Once again using Q-Cells as an example, the company ended 2011 with approximately $185m worth of inventory. This compares to fourth largest globally ranked module supplier Trina Solar's $250m worth of inventory in the same period. In the likely event Q-Cells cannot continue operations, its inventory would likely be liquidated into an already buyer's market to satisfy the company's creditors. Companies fatally linked with Q-Cells' demise may also negatively compound the pricing situation.

Inventory liquidation was most likely the root cause of rapid ASP degradation across all verticals which led the industry's production cost leaders such as Trina Solar and Yingli Green Energy to subsequently lower their own pricing. After all, module ASPs reported by China's top three module producers were consistently 10-20% above spot market averages throughout 2011.

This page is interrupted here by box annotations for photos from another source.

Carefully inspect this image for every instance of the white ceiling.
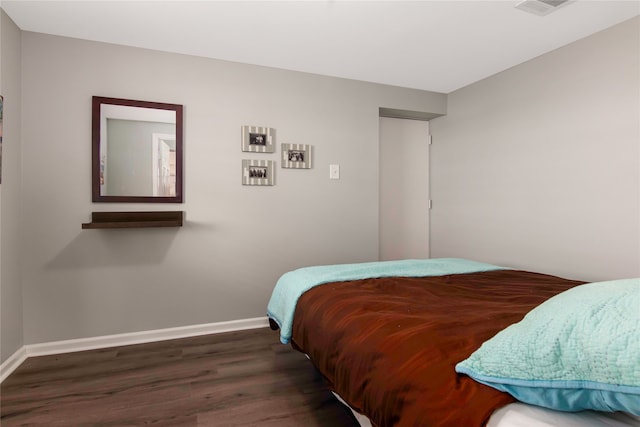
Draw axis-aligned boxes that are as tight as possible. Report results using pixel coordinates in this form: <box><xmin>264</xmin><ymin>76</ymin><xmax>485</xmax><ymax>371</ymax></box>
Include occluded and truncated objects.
<box><xmin>1</xmin><ymin>0</ymin><xmax>640</xmax><ymax>93</ymax></box>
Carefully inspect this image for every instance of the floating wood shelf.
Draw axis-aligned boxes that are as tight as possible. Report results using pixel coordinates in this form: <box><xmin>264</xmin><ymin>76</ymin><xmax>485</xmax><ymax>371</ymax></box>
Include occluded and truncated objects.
<box><xmin>82</xmin><ymin>211</ymin><xmax>184</xmax><ymax>229</ymax></box>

Because market pricing has penetrated a large portion of the industry's remaining manufacturer's production cost thresholds, the current consolidation cycle will likely continue indefinitely and ultimately narrow the field considerably. Just a year ago Trina Solar's CEO predicted only one or two dozen companies would likely exist by 2015. The time table for this prediction may have been accelerated based on the industry's current pricing levels. Eventually, once the last remaining elements of the industry's bubble "froth" are removed, market pricing should stabilize to levels where margins for the industry's cost leaders support not only ongoing operations but also reinvestment in order to support rising global demand.

Due to much lower installed costs for solar, the industry has already reached - if not surpassed - grid parity in many key markets around the world. In cases such as Germany, feed-in-tariff rates have already dropped well below grid levels which implies a natural demand curve should dominate forward installations. Despite whatever remaining legacy solar subsidies still exists in many markets, it is critical to note that overall installed costs have dropped to levels where levelized cost of electricity ("LCOE") when computed using a solar modules guaranteed output is below grid rates in the world's current largest solar markets, including China.

The survivors of the solar bubble will ultimately capture more market share in an industry where growth should continue not based on subsidies, but a natural demand curve.

Disclosure: I am long TSL, YGE, LDK, HSOL.